As protests over racial inequality grow, companies are finding innovative ways to capture and even propagate the historic movement. Among them is Scorpio — the largest library of authentic photos powered by Artificial Intelligence.
The company was born from the resurgence of protest art, a term used to describe creative works that concern or are produced by activists and social movements. In the age of social media, this form of protest has bloomed into a key mechanism for amplifying and documenting movements. It is estimated that 1.8 billion photos are being shared on social media every day.
Stock image companies have played a significant role in the dissemination of photos, however; Scopio is taking it one step further. Through their technologies, the company has found a novel way to democratize contributions to the global stock image repository while addressing the biases learned over time by AI algorithms.
Due to the technicalities of uploading stock images, amateur photographers are often secluded from submission — leading to homogeneity within image contributions and descriptions.

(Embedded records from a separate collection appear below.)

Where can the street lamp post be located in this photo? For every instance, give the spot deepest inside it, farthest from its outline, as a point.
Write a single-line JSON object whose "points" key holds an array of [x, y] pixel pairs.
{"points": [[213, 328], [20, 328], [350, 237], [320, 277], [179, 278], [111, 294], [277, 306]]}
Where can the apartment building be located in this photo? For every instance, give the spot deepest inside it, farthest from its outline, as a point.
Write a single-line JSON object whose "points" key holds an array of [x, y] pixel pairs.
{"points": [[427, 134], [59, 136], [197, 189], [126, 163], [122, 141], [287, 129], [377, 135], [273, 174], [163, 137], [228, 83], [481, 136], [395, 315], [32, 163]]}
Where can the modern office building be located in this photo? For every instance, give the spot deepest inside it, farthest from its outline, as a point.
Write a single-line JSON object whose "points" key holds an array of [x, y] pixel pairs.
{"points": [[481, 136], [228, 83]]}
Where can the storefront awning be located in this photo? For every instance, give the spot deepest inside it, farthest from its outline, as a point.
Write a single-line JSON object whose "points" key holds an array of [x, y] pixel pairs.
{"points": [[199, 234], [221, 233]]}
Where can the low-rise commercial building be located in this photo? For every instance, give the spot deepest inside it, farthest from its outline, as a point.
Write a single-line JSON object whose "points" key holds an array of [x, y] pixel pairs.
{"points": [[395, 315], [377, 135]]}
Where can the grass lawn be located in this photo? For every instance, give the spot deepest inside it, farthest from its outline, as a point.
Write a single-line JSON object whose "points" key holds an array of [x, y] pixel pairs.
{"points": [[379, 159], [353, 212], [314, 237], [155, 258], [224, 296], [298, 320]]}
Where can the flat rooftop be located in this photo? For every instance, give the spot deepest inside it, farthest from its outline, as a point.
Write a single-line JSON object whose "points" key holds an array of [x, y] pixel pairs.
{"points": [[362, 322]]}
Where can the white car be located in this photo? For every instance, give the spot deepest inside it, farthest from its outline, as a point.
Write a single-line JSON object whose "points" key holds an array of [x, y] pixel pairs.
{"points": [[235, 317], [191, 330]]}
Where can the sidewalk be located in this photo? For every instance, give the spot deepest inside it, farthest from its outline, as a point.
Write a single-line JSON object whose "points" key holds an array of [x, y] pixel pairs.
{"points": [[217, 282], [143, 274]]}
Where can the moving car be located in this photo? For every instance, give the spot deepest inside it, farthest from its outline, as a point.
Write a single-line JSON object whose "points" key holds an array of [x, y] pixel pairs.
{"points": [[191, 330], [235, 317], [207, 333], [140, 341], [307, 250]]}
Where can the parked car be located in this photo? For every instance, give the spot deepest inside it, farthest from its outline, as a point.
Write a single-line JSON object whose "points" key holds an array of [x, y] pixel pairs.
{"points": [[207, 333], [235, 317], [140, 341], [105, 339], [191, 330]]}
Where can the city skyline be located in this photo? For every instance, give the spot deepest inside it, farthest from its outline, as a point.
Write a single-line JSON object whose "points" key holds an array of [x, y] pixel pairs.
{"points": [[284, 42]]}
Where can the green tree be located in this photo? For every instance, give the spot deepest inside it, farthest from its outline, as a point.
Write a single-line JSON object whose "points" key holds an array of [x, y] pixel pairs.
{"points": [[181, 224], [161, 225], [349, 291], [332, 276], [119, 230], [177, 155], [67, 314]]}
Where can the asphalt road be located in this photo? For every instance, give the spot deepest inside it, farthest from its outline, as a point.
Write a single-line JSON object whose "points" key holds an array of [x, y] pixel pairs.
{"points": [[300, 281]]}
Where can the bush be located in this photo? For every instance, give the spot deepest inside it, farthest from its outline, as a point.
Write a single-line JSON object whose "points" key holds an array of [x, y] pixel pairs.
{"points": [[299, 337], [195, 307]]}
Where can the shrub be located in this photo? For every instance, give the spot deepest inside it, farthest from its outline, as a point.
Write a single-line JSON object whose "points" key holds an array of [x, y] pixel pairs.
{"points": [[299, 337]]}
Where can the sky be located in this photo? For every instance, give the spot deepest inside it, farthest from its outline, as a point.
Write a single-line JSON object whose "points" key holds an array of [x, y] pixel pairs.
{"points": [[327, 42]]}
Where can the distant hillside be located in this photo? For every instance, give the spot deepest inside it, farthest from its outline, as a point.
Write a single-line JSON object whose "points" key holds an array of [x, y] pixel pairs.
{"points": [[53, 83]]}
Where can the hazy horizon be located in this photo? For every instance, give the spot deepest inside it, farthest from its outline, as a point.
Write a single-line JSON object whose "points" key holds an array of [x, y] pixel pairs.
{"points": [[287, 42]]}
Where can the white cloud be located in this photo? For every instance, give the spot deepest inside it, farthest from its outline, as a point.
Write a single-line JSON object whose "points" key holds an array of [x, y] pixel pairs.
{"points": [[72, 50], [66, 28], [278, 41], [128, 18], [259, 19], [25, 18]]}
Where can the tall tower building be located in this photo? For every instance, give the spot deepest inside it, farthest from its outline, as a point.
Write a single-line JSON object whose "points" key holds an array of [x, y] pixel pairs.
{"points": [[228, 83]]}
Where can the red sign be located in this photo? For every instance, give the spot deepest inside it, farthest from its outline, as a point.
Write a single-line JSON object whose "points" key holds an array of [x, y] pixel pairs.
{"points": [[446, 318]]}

Scopio has developed AI technology to automate language processing, object recognition, and image tagging process, effectively eliminating the barriers faced by amateur photographers and increasing the number of diverse stock images within available repositories.
According to Scopio’s CEO Christina Hawatmeh, “the recent racial injustice in combination with the country’s economic turmoil has led to a major spike in image submissions from the historically underrepresented artist.”
While increasing the number of stock photos in circulation is impactful, the true innovation resides in the technology’s tagging mechanisms. Each image on the world wide web is jammed packed with tags and descriptions, also referred to as metadata.
This metadata dictates how images are described, organized, and presented on search engines and across the web. In essence, determining how the words we search are visually represented.
“Having these diverse images in circulation forces us to broadening our tagging methods. In doing so, we are reteaching AI and broadening perspectives across the world wide web.”